People who fall asleep on the bus...

...sometimes lean against me. A gentle pressure, unaggressive. The first time, a young first nations man with bush fever wheeled onto the 257 and greeted me enthusiastically. Mind if I sit here, he said, and talked and talked, about how he had to get out of there... there being Dogpatch, so-called, the former site of the company town in Port Mellon. There are only a few houses left, perhaps some mobile homes. Port Mellon shivers in the thick dampness at the far end of Howe Sound; steepsided mountain slopes, mostly grey and green, are brightened in spring by the optimistic lime of the budding alders and broad leaf maples. It is dark down there, and in winter, which it was, the gloom never lifts because the sun is too low to struggle over the mountains. Everyone knows everyone else. Everyone drinks too much. Soon he stops talking, this 20- something guy in shirt sleeves and a ball cap on a February day. The 257 rolls along Highway 1, above West Vancouver. He closes his eyes, nods off. Soon his head falls on my shoulder and rests there, not too heavily. When the bus turns veers right onto the 15th Street exit, he stirs, moves away, then back into position as the bus turns left onto Marine Drive at the bottom of the hill. Only when we reach downtown Vancouver does he fully wake, look around. This is the excitement he's been missing.
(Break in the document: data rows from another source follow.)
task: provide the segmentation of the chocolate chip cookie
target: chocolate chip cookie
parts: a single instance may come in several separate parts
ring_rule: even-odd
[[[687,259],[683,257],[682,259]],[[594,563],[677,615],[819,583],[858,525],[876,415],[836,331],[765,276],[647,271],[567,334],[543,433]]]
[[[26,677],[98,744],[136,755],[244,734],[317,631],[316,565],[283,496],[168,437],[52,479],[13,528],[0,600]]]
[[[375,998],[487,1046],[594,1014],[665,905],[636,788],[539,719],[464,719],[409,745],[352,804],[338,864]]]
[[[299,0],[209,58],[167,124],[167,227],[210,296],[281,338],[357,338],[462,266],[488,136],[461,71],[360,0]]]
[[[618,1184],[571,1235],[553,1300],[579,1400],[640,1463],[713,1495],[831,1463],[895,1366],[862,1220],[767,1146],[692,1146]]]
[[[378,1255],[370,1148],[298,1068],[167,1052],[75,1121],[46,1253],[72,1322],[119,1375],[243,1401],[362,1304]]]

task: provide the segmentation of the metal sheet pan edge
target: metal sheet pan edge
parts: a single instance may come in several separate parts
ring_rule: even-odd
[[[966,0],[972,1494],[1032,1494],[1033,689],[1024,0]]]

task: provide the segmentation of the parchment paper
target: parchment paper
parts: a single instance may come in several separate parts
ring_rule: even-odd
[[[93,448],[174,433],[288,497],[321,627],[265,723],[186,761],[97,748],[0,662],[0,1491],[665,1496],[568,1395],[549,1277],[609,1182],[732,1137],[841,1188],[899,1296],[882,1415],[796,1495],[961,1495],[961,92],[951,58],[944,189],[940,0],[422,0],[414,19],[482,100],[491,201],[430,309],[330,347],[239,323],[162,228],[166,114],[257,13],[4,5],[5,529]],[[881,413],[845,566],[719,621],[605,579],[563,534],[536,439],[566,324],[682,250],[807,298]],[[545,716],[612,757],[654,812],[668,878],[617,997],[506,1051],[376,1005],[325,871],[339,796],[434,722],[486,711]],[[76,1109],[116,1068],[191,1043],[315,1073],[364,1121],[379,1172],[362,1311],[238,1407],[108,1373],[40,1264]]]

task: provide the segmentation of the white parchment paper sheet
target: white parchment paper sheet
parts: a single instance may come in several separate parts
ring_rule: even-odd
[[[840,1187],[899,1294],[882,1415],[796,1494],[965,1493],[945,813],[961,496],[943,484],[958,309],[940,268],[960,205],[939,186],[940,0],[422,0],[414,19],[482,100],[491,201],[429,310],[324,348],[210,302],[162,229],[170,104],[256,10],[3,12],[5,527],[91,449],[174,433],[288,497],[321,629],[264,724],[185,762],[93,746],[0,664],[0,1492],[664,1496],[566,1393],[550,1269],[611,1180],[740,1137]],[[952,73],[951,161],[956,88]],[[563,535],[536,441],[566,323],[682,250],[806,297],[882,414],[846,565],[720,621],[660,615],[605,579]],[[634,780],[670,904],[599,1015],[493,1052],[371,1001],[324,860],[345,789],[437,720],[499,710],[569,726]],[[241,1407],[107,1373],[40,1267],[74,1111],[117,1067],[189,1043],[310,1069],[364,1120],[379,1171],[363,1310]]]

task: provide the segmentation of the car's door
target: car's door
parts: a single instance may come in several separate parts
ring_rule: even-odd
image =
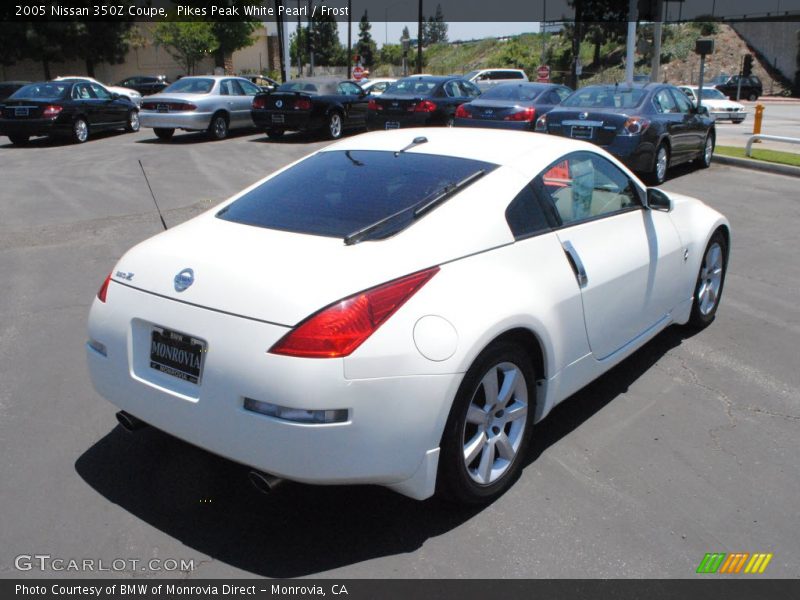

He says goodbye before he steps off. The second sleeper, also a young man, even younger, tall, short brown hair, dressed in red shorts and a t-shirt. Perhaps 18, or even 17. Obviously having come from one of the summer camps on the Coast, he was carrying a big pack into which he had stuffed a rolled up sleeping pad, the one and a half inch, medium blue"mattress," which may have explained his weariness. He also carried a white plastic bag that appeared to hold some garbage. The bag would drop, he would rouse himself to pick it up from the floor of the bus. His head did not fall onto my shoulder but his arm and shoulder pressed against me, and when the pressure penetrated his sub-conscious as actual resting against a stranger, he straightened himself before sleep returned and he bent, head over chest, the shape of an elongated cane head.